NEWSPersonalities

A Life Unknown

Memoriam

By Liew Suet Fun

TJ Tan, author of “Travels in the Malaysian Rainforest”, died in July last year. In this remembrance, friend and fellow writer, Liew Suet Fun recalls his passion for the written word and the final enigma of his departure.

The last time I saw TJ was in a crowded coffee shop in Section 5, Petaling Jaya. We had met for lunch, a sumptuous meal of banana leaf rice of which he said was one of his favourites. We spoke of our frustrations as writers; the lack of appetite amongst local publishers for non-fiction, documentary works which we both favoured and the perennial challenge of securing financial support to produce such books. Towards the end of our conversation he said that he was tired and looked forward to his yearly one-month break. It was the only way to remain sane, we agreed. Before parting ways, I asked him to sign my copy of “Travels in the Malaysian Rainforest”. I saw his face light up, and knew without a doubt what the book meant to him.

It was a rare meeting for us, this despite the fact that I had known TJ since my teens in Taiping. He was my brother’s classmate who occasionally came by our house to visit. Later, he attended the youth meetings at the Methodist Church where I was also a regular. In his youth, I remember him to be shy and quiet whose complexion carried a perpetual intimation of a blush. We never really spoke. I had the impression that he had come to seek spiritual truths and had little use for the social niceties that many others favoured.

His cousin, Ooi Eusie reinforced my early impressions. TJ and her were of the same age and as children would often meet at each others’ homes and play together.

“He was so quiet that we would tease him by saying, why is it so hard for you to speak,” she said. But though he possessed this unerring capacity for silence, he was good-natured and kind.
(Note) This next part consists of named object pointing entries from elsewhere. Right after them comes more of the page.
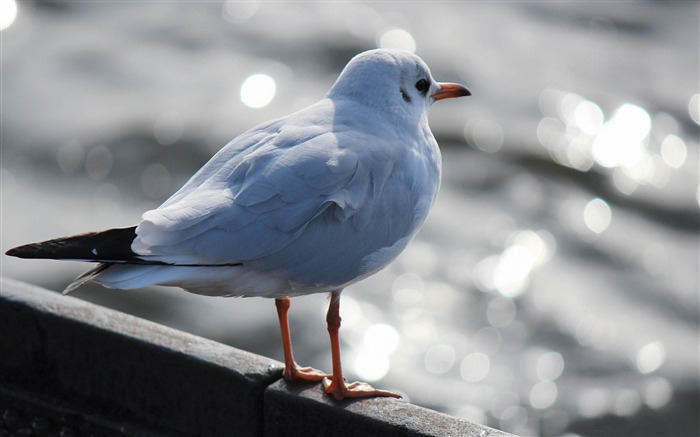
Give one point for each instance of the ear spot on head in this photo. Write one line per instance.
(405, 96)
(422, 86)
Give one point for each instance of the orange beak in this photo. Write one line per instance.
(450, 90)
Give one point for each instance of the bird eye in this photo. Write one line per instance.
(422, 86)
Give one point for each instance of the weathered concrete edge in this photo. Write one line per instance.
(285, 403)
(173, 382)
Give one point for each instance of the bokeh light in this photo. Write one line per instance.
(8, 13)
(258, 90)
(650, 357)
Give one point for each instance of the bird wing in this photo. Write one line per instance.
(258, 194)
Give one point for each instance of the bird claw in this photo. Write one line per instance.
(354, 390)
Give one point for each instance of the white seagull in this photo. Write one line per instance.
(307, 203)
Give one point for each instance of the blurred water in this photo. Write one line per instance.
(554, 288)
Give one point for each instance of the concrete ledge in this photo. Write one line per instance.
(292, 409)
(115, 374)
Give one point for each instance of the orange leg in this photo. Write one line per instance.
(335, 385)
(292, 372)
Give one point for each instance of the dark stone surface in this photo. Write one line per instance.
(125, 369)
(72, 368)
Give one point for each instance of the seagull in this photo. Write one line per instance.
(308, 203)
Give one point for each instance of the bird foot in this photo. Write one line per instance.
(354, 390)
(304, 374)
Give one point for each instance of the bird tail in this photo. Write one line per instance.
(86, 277)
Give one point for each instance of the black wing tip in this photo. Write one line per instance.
(26, 251)
(112, 245)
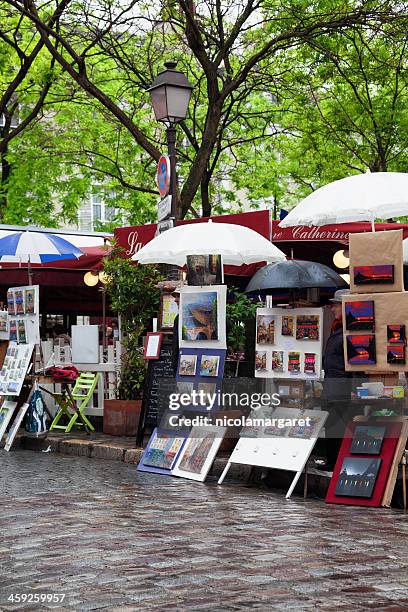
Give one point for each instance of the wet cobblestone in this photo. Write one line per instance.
(111, 538)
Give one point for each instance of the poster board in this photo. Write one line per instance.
(277, 339)
(23, 305)
(344, 487)
(202, 317)
(85, 344)
(376, 264)
(6, 412)
(287, 449)
(15, 427)
(199, 452)
(15, 366)
(389, 309)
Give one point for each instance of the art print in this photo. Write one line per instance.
(396, 334)
(209, 365)
(360, 315)
(361, 350)
(287, 326)
(294, 362)
(188, 365)
(19, 302)
(374, 275)
(307, 327)
(260, 361)
(199, 316)
(367, 440)
(196, 452)
(265, 329)
(277, 361)
(396, 354)
(162, 451)
(357, 477)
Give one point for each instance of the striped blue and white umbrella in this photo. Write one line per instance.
(36, 247)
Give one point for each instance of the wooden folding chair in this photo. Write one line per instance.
(73, 403)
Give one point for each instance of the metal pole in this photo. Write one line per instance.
(171, 143)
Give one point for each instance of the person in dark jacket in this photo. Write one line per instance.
(337, 384)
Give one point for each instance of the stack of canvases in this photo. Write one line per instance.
(375, 317)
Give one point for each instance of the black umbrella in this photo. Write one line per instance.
(295, 274)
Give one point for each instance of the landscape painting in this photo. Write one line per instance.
(361, 350)
(396, 354)
(360, 315)
(357, 477)
(367, 440)
(374, 275)
(199, 316)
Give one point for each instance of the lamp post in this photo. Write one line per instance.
(170, 95)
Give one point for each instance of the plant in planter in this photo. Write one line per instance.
(134, 296)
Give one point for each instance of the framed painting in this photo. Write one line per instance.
(199, 452)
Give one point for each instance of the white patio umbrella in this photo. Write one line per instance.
(237, 244)
(362, 197)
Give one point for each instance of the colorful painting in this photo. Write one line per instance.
(396, 354)
(265, 329)
(357, 477)
(307, 327)
(396, 334)
(162, 451)
(187, 365)
(361, 350)
(29, 301)
(294, 362)
(310, 363)
(287, 326)
(209, 365)
(196, 452)
(260, 361)
(277, 361)
(199, 316)
(360, 315)
(374, 275)
(367, 440)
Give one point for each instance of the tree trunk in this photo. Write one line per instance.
(205, 196)
(5, 174)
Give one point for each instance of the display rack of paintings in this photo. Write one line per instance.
(14, 369)
(23, 314)
(289, 343)
(363, 471)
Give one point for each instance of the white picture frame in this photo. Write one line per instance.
(221, 341)
(15, 427)
(6, 412)
(206, 439)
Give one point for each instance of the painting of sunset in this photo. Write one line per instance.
(360, 315)
(374, 275)
(361, 350)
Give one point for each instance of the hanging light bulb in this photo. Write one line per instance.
(91, 279)
(341, 260)
(103, 277)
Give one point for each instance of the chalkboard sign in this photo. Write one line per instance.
(157, 371)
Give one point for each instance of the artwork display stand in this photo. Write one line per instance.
(278, 452)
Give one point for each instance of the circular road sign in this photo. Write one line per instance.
(163, 175)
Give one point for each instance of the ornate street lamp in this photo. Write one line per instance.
(170, 95)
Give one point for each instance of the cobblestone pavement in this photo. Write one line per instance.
(111, 538)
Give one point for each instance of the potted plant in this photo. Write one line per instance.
(135, 297)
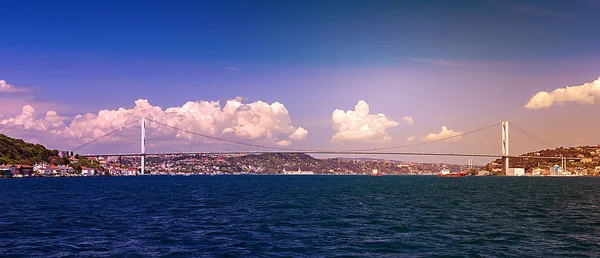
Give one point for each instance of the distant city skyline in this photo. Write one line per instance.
(305, 74)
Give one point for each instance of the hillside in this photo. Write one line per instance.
(17, 151)
(588, 158)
“He always smiled and never said anything bad about anyone or anything,” she added.

TJ, a second child and eldest boy of four in the family may well have discovered that there was comfort in the silence, for it allowed him to cast a shroud of privacy over a life he jealously guarded as his own.

A marine biologist who graduated from the University of Bangor, Wales, he chose instead to become a journalist first working with foreign news agency and publications and a local newspaper. Eventually he set up Blue Mountain Press to “publish the work (he) believed in”.

Throughout his adulthood, Ooi feels that he also chose to become increasingly aloof with the family.

“We would have get-togethers frequently and asked him to come but he never showed up,” she explained. “We all had the illusion that he was living well and doing what he wanted but maybe he just felt he had not achieved anything of value in those years.”

The extent to which TJ’s life was layered became apparent only after his passing. Ironically, many of these revelations turned out to be more prosaic than profound.

They trickled in through friends who knew him in different ways.

“We found out he had become a Catholic, that he was called Jonathan, that twice, he almost got married, that he had a heart problem and that he was living on a financial edge for many years,” Ooi said.

What many people did not know however was that TJ was also working on a new book. When Ooi was tasked to clear up his belongings in his house, she discovered “stacks and stacks of notes and papers, video footage and thousands of photographs”. However, she never found a manuscript or any draft related to a new title.

Several years ago, when TJ and I exchanged emails, he had mentioned that he was working on a book and subsequently I had met several people he had interviewed for this purpose

In life, as in death, TJ kept this veil of secrecy firmly wrapped around himself.

Sometime around July 14 last year, he breathed his last, alone in his house. About a week later, a neighbour noted a strange smell and made a police report. It was then that they found him.

Three weeks ago, I met a couple in Ipoh who knew him but did not know he had died.

True to form, the revelation of his departure travels as a trickle.

In my home, on a glass-topped coffee-table stands an army of creatures fashioned in crystal and wood, which once was his; they are whimsical reminders of this brilliant man who chose a path he believed in. On my bookshelf sits “Travels in the Malaysian Rainforest” bearing an inscription for me by his hand. It recalls the last time I saw him smile.